Regardless the PGVT+ metric was developed well after the the 1994 and 1995 drafts with some of the contributing data generated after 1995 and by the players drafted in 1994 and 1995.
Apparently I should have used an example from a different season. I picked St. Louis because he's the most obvious example. Build the calculations on any season-set of data, and you'll get pretty similar results. You won't get one set telling you St. Louis is one of the very best players available, and another set telling you there are 520 players better than him.
Another straw man Iain. you don't need to watch every game, you just need to watch a decent sample against top level opponents. One of us is missing the point, its not me.
What is a "decent" sample? Is if the sample you want to gain a "decent" understanding of the player?
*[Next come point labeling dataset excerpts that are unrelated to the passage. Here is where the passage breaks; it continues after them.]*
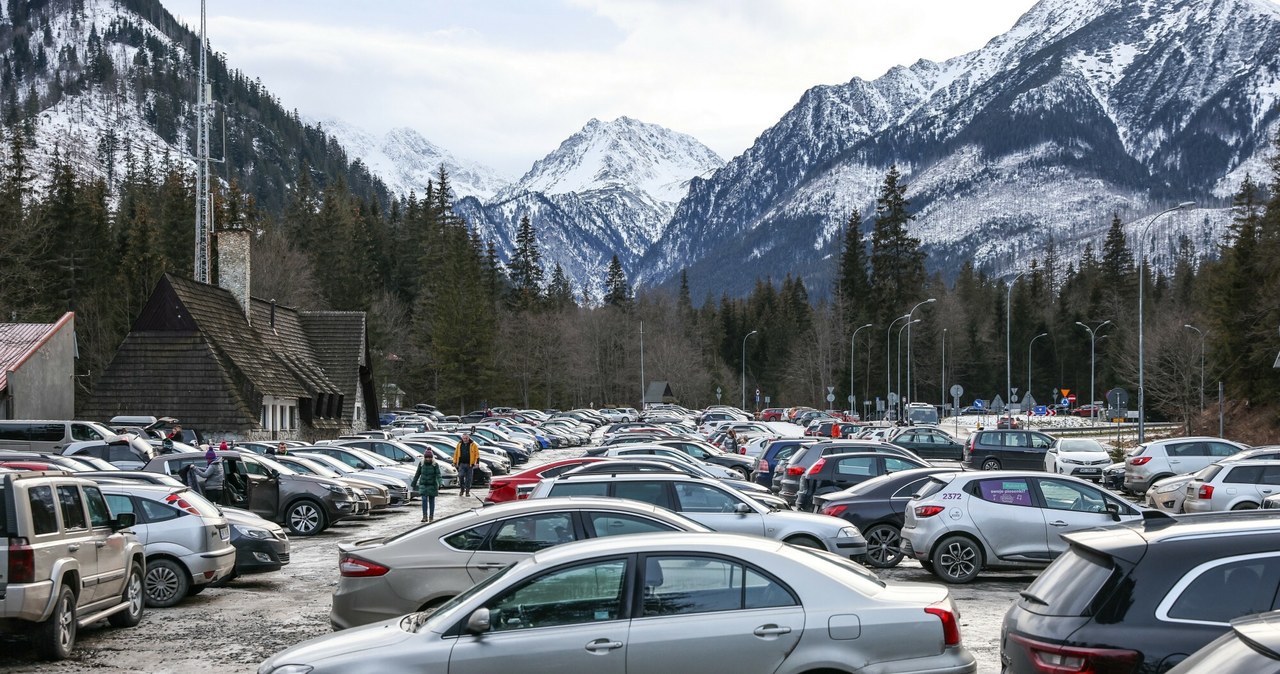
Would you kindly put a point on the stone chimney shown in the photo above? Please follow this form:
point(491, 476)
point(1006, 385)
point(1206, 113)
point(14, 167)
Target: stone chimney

If you're interested in every single player, in several different leagues and want to compare their performances during the same or different seasons you really need to watch a lot of hockey.
Precisely. What do you do if you need to know about players in different leagues, or different continents even?
Or you could watch the player you are interested in evaluating with your own two eyes in some game situations
I'm interested in evaluating
every player. How do I do that, and avoid gaining only a superficial understanding, or even a mistaken understanding because they few games I watch happen to be among the player's worst of the season?
EDIT: Using both would be preferable. The stats available and what you can get from them give only a rough picture of what happened. Only watching games isn't nearly a perfect way either since most people are really bad at estimating rates at which specific events occur.
Exactly. Use both. I'd never claim that numbers are all you need. But I was responding instead to a claim that eyes are all you need.
EDIT: I wrote up a huge response but decided to not incinerate the board due to how infuriated this post made me.
How so? The scientific method doesn't absolutely require experimentation, I don't think, but it is generally seen as an important part. I mean, this isn't a philosophy of science messageboard here, it's about hockey.
Scouting is scientific method, testing hypotheses with repeatable experiments.
No, it's not. A repeatable experiment is something that someone else can repeat at a later time in another place to duplicate your results. In the lab you isolate what you're trying to study, in an effort to exclude outside factors as much as possible. There is no excluding outside factors in a hockey game.